Era de piernas cortas, macizo, cuadrado, y no tenía miedo. Pese al alcohol que había bebido… o tal vez gracias a él. El portorriqueño alto le sonrió:
—La pasta y salvas la vida.
Los otros tres lobos de la jauría estaban llegando, a su vez, para esbozar un cerco.
—Va a haber que sangrarte.
Volvió a azotar el aire, pero recibió un navajazo que esa vez le rajó el brazo izquierdo y la carne del abdomen. Intentó escaparse, desembocó en
Central Park West
, pero no tuvo tiempo siquiera de pegarse a una pared: una navaja le entró limpiamente por la cintura.
En aquel momento, resonó la sirena de un coche de policía. En el segundo que siguió, la jauría desapareció. Los dos policías se habían apeado y habían desenfundado. Sólo uno de ellos disparó, pero erró el tiro. Los cinco navajeros se habían lanzado a la calzada. La cruzaron. Se lanzaron a la Entrada del Extranjero, la Gran Colina a la izquierda, el Blockhaus y el terraplén que tenían delante.
Desaparecieron en la inquietante noche de Central Park. Los dos policías aparentaron perseguirlos, pero se detuvieron en los accesos a la espesura de la Gran Colina.
No estaban locos.
Silencio, silencio y más silencio. Ann acabó preguntando:
—¿Qué te parece mi vestido?
—Normal —respondió Jimbo.
Era un vestido rojo. Artn estaba dentro de él. Ann, su vestido y Jimbo estaban cenando en un restaurante chino de la Segunda Avenida, más allá de la Calle 96.

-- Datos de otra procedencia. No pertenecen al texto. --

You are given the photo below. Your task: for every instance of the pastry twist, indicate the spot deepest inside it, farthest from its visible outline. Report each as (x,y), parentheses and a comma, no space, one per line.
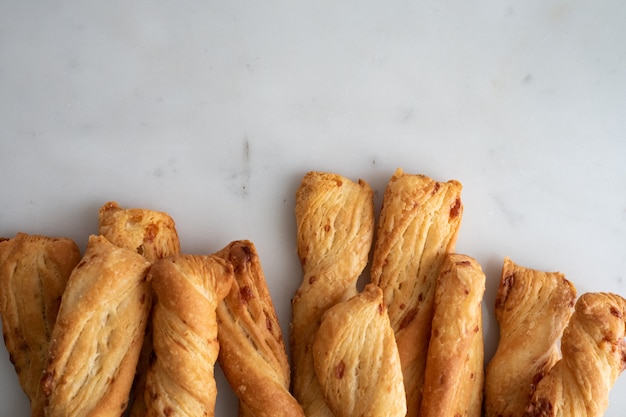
(34,270)
(335,226)
(532,308)
(153,235)
(594,355)
(252,350)
(356,358)
(180,381)
(95,343)
(418,225)
(453,379)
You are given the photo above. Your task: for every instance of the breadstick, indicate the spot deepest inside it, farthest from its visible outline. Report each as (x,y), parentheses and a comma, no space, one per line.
(252,350)
(181,380)
(153,235)
(97,337)
(453,379)
(356,358)
(594,355)
(33,272)
(532,309)
(418,225)
(150,233)
(335,224)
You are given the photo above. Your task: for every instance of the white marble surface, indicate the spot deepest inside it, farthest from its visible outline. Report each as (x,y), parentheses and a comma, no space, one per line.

—Jimbo, son un poco mas de las nueve y tengo hambre, dicho sea de paso, y tú llevas horas pensando sólo en los Genios. No hacemos otra cosa que observarlos, escucharlos o mirar a quienes se ocupan de ellos. Jimbo, yo soy tranquila, soy naturalmente pacífica, equilibrada y apacible. Con mi humildad de ser inferior, agradezco a Dios todos los segundos de todos los minutos de todos los días de mi vida que me obsequiara con un marido tan maravilloso como Jimbo Farrar. Una de cada dos mañanas, lloro de alegría y no quepo en mí de agradecimiento, yo que sólo tengo una inteligencia corriente. Muy bien.
—Voy a recibir una regañina —dijo Jimbo—. Lo intuyo.

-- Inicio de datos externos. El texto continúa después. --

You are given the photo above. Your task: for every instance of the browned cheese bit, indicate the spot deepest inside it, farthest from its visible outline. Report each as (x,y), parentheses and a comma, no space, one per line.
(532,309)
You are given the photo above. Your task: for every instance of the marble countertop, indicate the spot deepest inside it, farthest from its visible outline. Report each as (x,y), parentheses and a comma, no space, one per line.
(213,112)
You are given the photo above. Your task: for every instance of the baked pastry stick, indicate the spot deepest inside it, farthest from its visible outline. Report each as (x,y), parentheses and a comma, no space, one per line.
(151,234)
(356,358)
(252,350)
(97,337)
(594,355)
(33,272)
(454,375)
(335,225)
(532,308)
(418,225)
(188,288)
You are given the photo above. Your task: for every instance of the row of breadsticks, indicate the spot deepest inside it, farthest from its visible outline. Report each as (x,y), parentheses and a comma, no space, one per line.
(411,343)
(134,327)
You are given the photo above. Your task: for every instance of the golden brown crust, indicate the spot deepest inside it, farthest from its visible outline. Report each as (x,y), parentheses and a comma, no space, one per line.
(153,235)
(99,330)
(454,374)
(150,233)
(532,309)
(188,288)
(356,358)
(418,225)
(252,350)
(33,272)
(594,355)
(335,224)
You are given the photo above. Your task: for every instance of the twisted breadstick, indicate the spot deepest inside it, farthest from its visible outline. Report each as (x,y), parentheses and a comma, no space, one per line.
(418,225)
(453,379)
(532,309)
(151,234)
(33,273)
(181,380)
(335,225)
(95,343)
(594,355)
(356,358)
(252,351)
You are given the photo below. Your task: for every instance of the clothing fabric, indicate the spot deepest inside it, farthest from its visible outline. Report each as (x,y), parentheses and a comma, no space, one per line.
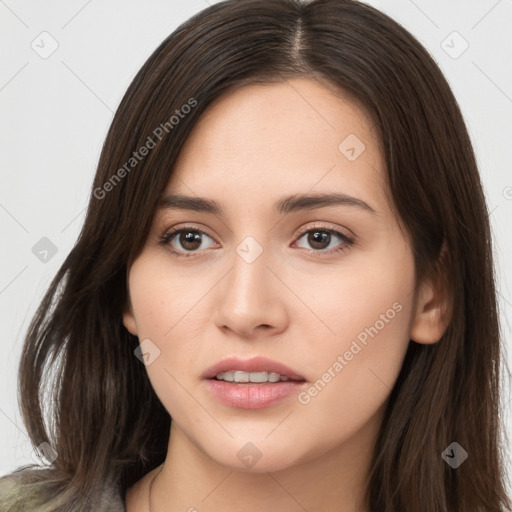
(30,490)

—Me temo que sí y te la habrás merecido.
—Eso seguro.
Apareció el camarero, que blandía unas cartas tan grandes como los mapas de carreteras de Texas.
—No es necesario —dijo Ann—. Queremos pato lacado, cerdo agridulce, esas cositas con tallos de bambú, pichones, arroz cantonés y arroz blanco, pollo con almendras, gambas rebozadas y dorada imperial. Nada más, gracias. Vuelva a vernos cuando pueda. Hasta pronto. Espere: y vino tinto.
El
maître
miró a Jimbo con mirada extraviada.
—Así mismo —dijo Jimbo—. Una orden es una orden.
El
maître
tomó nota frenéticamente y después se alejó, con la expresión de abatimiento de un misionero rechazado hasta el mar por los canacos a los que se disponía a evangelizar.